Vor Kurzem, am Martinstag, habe ich mir einen Stutenkerl gekauft, ein Hefemännchen, das in der Region, aus der ich stamme, traditionell um diesen Tag herum gebacken wird und auch anderswo und unter anderen Namen bekannt ist. Das Gebäck erinnerte mich daran, dass eine von mir geplante Backaktion noch ausstand, und zwar nach einem Rezept, das mir unerwartet ein Museumsbesuch beschert hatte.

Im September hatte ich zum ersten Mal das Jüdische Museum in Frankfurt besucht, das nicht nur thematisch spannend ist, indem es unterschiedlichste Facetten der Religion und vielfältigen Kultur von Jüdinnen und Juden in Geschichte und Gegenwart beleuchtet. Die Ausstellungen strotzen nur so vor kreativen und zeitgemäßen Ideen der Wissensvermittlung und setzen multimediale ebenso wie interaktive Elemente ein, zum Beispiel, wenn man vier virtuellen Rabbinern und einer Rabbinerin in einer Videoinstallation via Tablet Fragen der Gegenwart stellen kann.

Ein thematischer Abschnitt der Dauerausstellung faszinierte mich besonders: Tradition und Ritual. Hier kann die Sinnlichkeit jüdischer Zeremonialkultur erlebt werden, die mit Klang, Licht, Duft und Geschmack die spirituelle Dimension der rituellen Handlungen verstärkt. – Und eine dieser Traditionen ist das Backen der Challa, ein Hefegebäck, das vor allem für den Schabbat und die Feiertage zubereitet wird. Die zwei Challot (so der Plural), die für den Schabbat gebacken werden, erinnern daran, dass die Israeliten auf der Wanderung durch die Wüste nach dem Auszug aus Ägypten am sechsten Tag der Woche eine doppelte Portion Manna sammeln durften. Zur Zeit des Jerusalemer Tempels musste ein Teil des Brotteigs verpflichtend an die Priester abgegeben werden. Nach der Zerstörung des zweiten Tempels wurde stattdessen, und wird bis heute, ein kleines Stück Teig symbolisch abgetrennt und verbrannt.

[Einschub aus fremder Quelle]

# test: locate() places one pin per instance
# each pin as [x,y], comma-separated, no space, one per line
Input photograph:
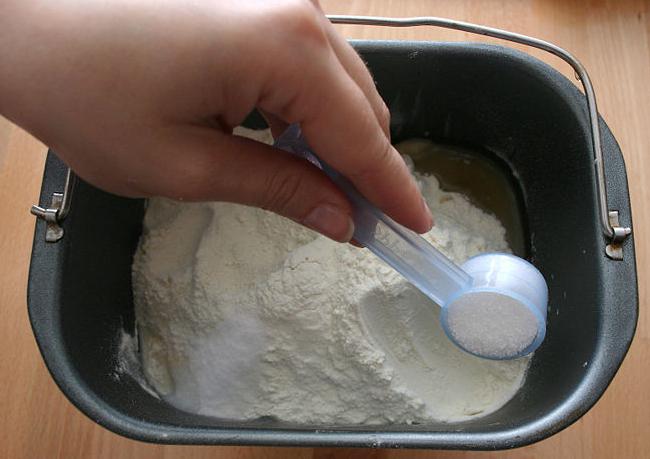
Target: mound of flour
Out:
[243,314]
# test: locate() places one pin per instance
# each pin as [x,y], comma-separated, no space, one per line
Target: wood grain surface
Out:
[612,38]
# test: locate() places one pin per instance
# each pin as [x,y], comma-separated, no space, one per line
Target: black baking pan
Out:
[520,112]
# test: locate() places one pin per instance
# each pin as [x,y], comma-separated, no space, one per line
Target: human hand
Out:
[140,97]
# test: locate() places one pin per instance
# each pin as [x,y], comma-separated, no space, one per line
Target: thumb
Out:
[223,167]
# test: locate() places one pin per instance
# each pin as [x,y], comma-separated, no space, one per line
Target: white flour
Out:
[244,314]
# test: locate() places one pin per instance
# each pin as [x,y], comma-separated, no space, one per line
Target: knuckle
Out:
[282,191]
[188,180]
[384,115]
[374,162]
[301,21]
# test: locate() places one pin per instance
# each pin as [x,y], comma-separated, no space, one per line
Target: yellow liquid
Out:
[486,183]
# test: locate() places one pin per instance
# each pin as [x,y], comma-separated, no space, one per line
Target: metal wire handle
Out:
[608,218]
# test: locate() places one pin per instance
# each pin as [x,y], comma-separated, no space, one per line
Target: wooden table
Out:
[613,41]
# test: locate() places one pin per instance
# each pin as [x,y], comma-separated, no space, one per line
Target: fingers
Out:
[341,126]
[207,165]
[358,71]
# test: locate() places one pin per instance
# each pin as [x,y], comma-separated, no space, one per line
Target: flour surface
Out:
[243,314]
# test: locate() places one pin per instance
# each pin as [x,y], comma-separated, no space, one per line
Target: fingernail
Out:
[331,222]
[426,209]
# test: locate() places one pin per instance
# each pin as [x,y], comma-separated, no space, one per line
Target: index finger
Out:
[340,125]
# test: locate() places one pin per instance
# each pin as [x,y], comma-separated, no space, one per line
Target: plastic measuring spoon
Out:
[494,306]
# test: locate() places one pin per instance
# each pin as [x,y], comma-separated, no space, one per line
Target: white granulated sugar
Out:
[244,314]
[491,324]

Im Laufe der Zeit haben sich verschiedene Rezepte und Zubereitungsarten entwickelt. Im europäischen Raum wird der Teig oft zu Zöpfen geflochten und mit Mohn bestreut, während es in orientalischen Ländern andere Formen und Toppings gibt. Mittels Stoffsträngen kann man sich im Jüdischen Museum an verschiedenen Arten des Flechtens versuchen.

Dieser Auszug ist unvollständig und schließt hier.